Neste segundo artigo da série sobre os Termos de Compromisso na Lei das Bets, trataremos (1) dos requisitos, (2) dos impedimentos, (3) dos benefícios administrativos previstos em lei a serem concedidos àqueles interessados em encerrar os processos administrativos movidos pela SPA/MF contra si, bem como (4) da inexistência de benefícios cíveis e criminais automáticos a partir da celebração de Termos de Compromisso na Lei de Bets.
Avançar nestes temas é essencial porque, para que o Termo de Compromisso se torne uma solução utilizada com regularidade pelos operadores do mercado de apostas de quota fixa, é fundamental que a Lei nº 14.790/2023 (“Lei das Bets”) e as portarias normativas editadas pela Secretaria de Prêmios e Apostas do Ministério da Fazenda (“SPA/MF”) definam com clareza as condições para que pessoas físicas ou jurídicas se tornem elegíveis a esse tipo de solução negociada, devendo também estabelecer incentivos que tornem a assinatura do termo uma opção preferível à continuidade do litígio na seara administrativa.
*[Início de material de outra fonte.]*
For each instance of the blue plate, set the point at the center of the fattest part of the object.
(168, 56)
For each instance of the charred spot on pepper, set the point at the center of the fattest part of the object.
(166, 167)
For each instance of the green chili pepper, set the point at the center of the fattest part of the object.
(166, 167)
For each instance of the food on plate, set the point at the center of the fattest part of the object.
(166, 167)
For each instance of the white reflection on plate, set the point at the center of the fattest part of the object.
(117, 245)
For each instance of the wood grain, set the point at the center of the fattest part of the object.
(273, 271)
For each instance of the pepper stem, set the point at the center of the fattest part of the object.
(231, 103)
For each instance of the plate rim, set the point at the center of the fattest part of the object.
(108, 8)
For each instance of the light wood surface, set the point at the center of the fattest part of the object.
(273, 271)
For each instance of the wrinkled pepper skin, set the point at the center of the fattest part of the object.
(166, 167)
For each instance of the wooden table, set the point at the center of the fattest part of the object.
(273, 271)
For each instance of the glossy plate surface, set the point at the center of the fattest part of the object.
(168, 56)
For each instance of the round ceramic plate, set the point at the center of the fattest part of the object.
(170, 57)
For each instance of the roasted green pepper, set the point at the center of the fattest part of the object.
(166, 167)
Em artigo anterior, já apresentamos as condutas sancionáveis, os sujeitos passíveis de persecução, as penas prescritas e a dosimetria incidente nas penalidades previstas na Lei de Bets.1
(1) Requisitos legais para a celebração de Termos de Compromisso na Lei de Bets
A Lei das Bets define quatro requisitos cumulativos para a assinatura de um Termo de Compromisso:
(i) a cessação da infração ou de seus efeitos lesivos;
(ii) a correção das irregularidades apontadas;
(iii) indenização dos prejuízos gerados; e
(iv) o cumprimento das demais condições acordadas no caso concreto, sendo obrigatório o recolhimento de contribuição pecuniária à Conta Única do Tesouro Nacional2.
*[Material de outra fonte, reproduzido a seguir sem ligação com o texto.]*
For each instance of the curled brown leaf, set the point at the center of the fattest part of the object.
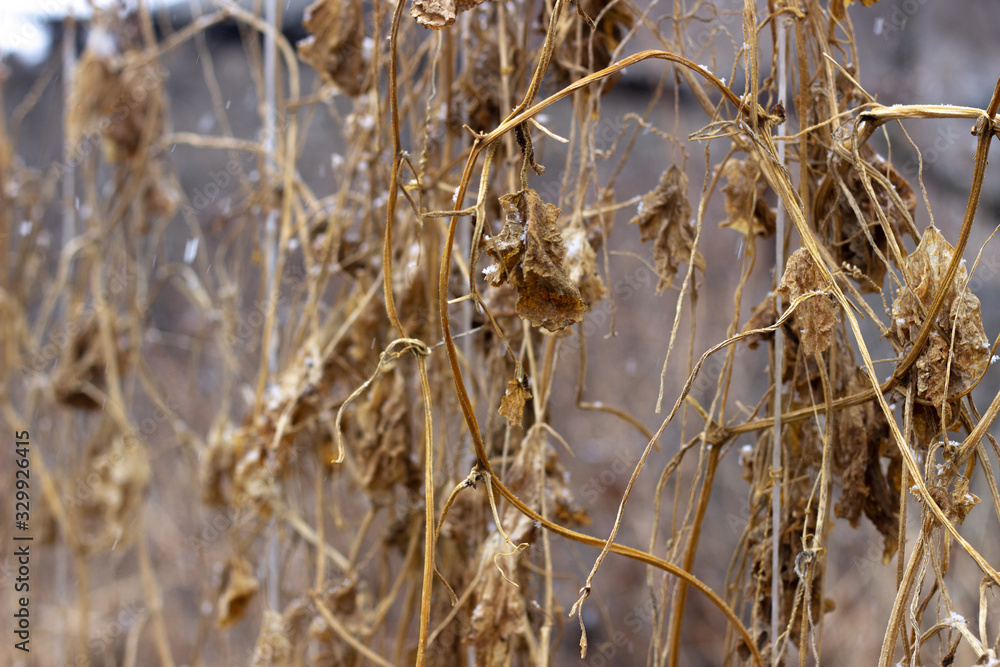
(664, 214)
(528, 253)
(957, 338)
Fica claro que o interessado em firmar o Termo de Compromisso deve atuar de maneira proativa para remediar sua infração, devendo ainda estar disposto a pagar multa a ser acordada com a SPA/MF, já que não há margem para perdão total das penalidades pecuniárias que seriam impostas ao infrator.
Outros requisitos colocados de maneira mais sutil pela Lei das Bets incluem:
(i) a assinatura do termo deve atender a um juízo de conveniência e oportunidade por parte do Ministério da Fazenda3;
(ii) a opção pela solução negociada deve atender ao interesse público4; e
(iii) a proposta deve ser apresentada enquanto o processo administrativo sancionador ainda estiver em primeira instância administrativa, ou seja, antes da prolação de decisão pela Subsecretaria de Ação Sancionadora5.
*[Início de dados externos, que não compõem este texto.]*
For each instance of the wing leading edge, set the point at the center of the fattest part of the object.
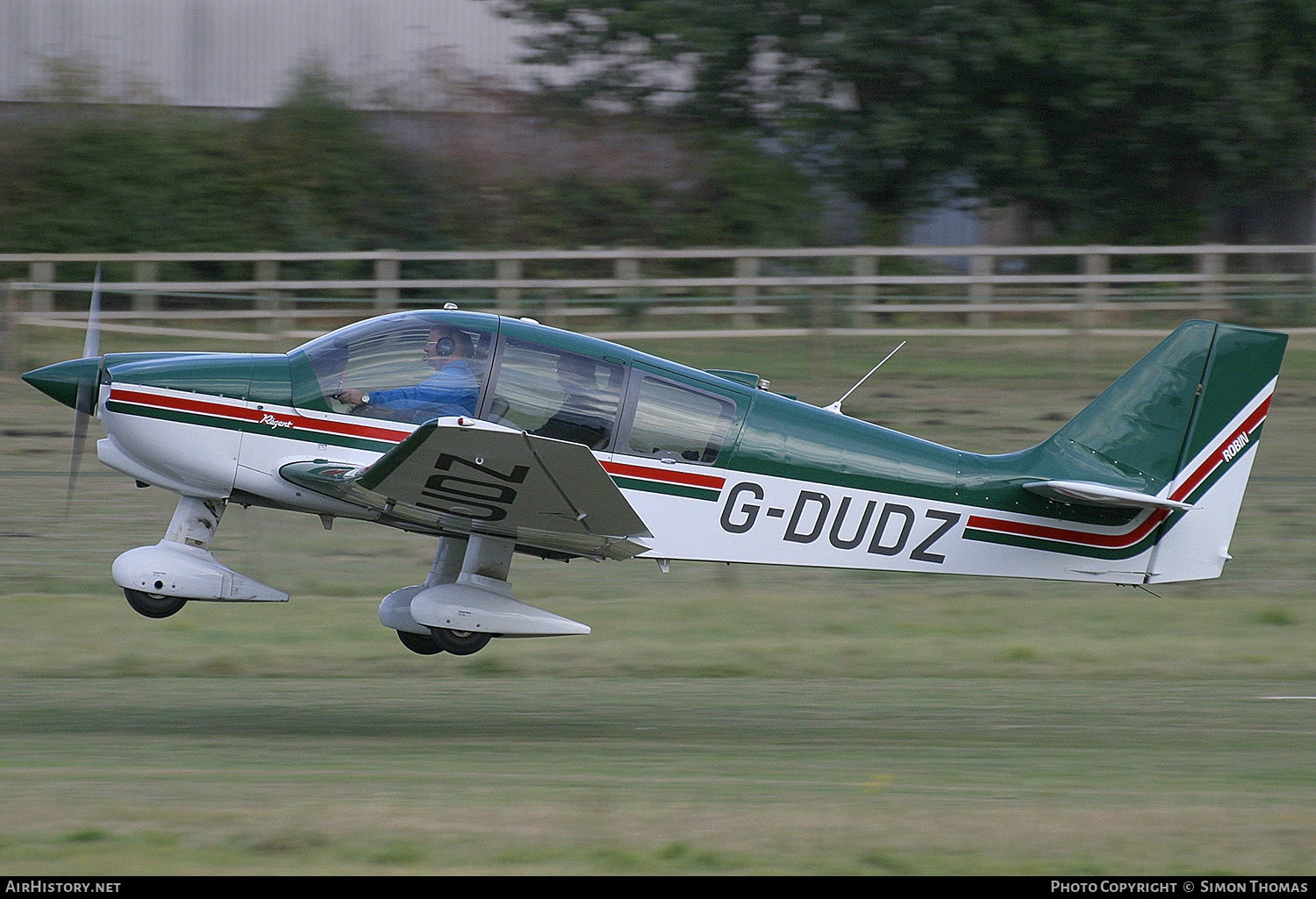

Uma análise comparativa com o Termo de Compromisso da Controladoria-Geral da União (“CGU”), instrumento de solução negociada firmado no âmbito da Lei nº 12.846/2013 (“Lei Anticorrupção”), bem como o Termo de Compromisso junto ao Conselho Administrativo de Defesa Econômica (“CADE”) previsto na Lei nº 12.529/2011 (“Lei de Defesa da Concorrência”), ajudam a identificar algumas escolhas regulatórias interessantes por parte da SPA/MF.
A CGU exige que a empresa interessada admita sua responsabilidade pelos atos lesivos investigados como condição para a celebração de um Termo de Compromisso6. Similarmente, em casos de Termo de Compromisso envolvendo cartel7, o CADE exige o reconhecimento de participação nos fatos. Essa exigência, no entanto, pode desestimular potenciais interessados em uma solução negociada, pois expõe a empresa compromissária e seus colaboradores a riscos difíceis de mensurar nas esferas cível e penal8.
A Lei das Bets faz opção diversa, o que é bastante positivo, a nosso ver. Ao permitir a assinatura de Termos de Compromisso sem confissão em relação a matéria de fato e nem reconhecimento da ilicitude da conduta analisada9, restringe o acordo ao encerramento da persecução na esfera administrativa de forma célere10.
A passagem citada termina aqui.